プロの仕事とは
- 2013.08.31 Saturday
- 16:42
現在、全国でも数人しかいない笙職人。
笙職人にとっての切実とは竹を在庫しておくこと。
竹管は、琵琶湖周辺の真竹が最適とされる。しかし、近年は護岸工事の影響か10年前頃から適したものが採れないという。
採取のもう一つの手立ては、茅葺き住宅が解体されるときに入手する方法。囲炉裏の煙に燻された竹を煤竹といって貴重なものとされる。
笙作りの工程は大きく分けて、頭作り、彫金、竹組み、リ−ド作りで、それぞれに細かい工程がある。現在、桐材で作る頭以外の全行程を自ら行う職人がほとんどだという。

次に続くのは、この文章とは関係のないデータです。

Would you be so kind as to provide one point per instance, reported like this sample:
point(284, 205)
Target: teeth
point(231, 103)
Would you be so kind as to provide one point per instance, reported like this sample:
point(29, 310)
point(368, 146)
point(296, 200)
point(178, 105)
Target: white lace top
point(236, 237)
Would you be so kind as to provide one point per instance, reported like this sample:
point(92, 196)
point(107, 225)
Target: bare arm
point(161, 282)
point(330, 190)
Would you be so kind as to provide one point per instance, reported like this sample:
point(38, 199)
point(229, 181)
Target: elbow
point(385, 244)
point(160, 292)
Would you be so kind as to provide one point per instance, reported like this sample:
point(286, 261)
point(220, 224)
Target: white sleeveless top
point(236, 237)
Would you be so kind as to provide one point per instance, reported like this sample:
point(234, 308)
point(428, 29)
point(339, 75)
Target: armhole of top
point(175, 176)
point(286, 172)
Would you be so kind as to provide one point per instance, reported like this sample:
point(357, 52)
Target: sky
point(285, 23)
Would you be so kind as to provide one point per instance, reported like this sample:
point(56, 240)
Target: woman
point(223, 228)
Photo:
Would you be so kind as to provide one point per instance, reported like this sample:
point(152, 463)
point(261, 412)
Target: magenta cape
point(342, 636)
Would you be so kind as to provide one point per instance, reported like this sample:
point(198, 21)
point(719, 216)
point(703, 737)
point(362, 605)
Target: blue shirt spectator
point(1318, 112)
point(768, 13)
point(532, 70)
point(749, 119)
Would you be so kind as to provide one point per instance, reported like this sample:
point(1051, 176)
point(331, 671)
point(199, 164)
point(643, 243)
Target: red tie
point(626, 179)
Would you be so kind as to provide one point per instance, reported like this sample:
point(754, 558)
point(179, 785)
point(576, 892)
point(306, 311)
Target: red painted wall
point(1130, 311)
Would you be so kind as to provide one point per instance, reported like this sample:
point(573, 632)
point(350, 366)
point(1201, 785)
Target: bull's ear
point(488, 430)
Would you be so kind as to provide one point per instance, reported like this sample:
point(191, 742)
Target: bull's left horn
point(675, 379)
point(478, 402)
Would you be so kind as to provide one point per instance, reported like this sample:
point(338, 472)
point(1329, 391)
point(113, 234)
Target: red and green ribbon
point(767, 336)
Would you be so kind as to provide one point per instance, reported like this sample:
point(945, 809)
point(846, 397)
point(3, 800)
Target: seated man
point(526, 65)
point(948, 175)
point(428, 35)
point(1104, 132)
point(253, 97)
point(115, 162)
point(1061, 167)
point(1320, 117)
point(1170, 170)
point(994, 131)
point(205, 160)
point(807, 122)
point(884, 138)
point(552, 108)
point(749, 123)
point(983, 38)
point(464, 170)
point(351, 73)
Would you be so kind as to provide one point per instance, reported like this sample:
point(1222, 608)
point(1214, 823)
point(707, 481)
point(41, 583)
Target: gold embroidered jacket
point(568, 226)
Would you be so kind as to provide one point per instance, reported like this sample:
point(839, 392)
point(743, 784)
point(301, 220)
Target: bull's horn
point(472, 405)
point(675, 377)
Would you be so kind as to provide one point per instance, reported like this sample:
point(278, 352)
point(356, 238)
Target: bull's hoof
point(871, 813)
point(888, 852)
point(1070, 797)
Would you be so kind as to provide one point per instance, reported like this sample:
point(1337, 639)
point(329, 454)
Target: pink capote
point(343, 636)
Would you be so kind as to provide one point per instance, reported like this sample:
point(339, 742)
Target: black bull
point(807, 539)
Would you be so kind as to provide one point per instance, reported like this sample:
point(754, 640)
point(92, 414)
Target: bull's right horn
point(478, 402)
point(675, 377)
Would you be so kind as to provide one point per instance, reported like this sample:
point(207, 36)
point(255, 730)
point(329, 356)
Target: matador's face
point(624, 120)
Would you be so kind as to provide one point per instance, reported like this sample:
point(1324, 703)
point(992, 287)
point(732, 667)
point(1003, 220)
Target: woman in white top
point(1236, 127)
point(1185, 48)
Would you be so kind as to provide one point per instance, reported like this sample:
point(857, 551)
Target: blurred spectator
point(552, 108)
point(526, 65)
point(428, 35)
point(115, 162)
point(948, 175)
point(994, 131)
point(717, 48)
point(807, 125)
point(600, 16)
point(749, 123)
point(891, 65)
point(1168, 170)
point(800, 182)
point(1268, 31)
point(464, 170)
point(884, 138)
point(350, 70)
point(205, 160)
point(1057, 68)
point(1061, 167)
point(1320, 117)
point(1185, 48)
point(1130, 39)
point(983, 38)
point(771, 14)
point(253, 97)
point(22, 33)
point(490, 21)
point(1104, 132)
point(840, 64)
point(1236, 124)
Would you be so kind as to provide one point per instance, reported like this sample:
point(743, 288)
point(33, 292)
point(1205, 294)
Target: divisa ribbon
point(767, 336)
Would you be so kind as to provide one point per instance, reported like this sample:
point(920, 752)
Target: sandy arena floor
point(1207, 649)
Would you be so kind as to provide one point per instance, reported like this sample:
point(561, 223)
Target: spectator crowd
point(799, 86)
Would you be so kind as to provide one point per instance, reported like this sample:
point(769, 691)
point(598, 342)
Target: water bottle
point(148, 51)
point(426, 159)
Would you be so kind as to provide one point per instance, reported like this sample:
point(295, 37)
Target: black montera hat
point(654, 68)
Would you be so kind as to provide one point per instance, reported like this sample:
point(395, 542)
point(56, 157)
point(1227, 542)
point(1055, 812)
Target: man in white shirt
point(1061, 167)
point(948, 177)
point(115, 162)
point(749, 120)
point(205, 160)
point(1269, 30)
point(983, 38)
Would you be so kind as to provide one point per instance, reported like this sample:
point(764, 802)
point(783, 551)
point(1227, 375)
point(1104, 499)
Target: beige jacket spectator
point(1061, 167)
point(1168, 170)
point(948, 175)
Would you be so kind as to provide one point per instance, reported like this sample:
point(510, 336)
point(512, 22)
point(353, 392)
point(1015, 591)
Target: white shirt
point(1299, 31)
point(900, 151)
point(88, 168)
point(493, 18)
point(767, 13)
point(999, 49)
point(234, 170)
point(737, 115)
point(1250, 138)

笙は楽器であると共に美術品の側面もあり、だからこそ難しいのが竹選び。
同じような太さで節の間隔が同じものが理想だが、なかなかそうはいかない。微妙に違うものを上手く合わせていくのが難しい。
竹選びとともに大変なのがリ−ド作り。
リ−ドの大きさは厚みが1ミリもなく、幅約5ミリ、長さ1センチ〜2センチで、長さと中央の彫り具合で音高を調整する。微妙な一彫りが音高を左右する。
彫りすぎると作り直しとなる。
だから「気が乗らなかったりイライラしていると失敗することが多いので、そういう時は作業をしない方が良いですね」などと邦楽ジャ−ナルの取材に応える笙職人。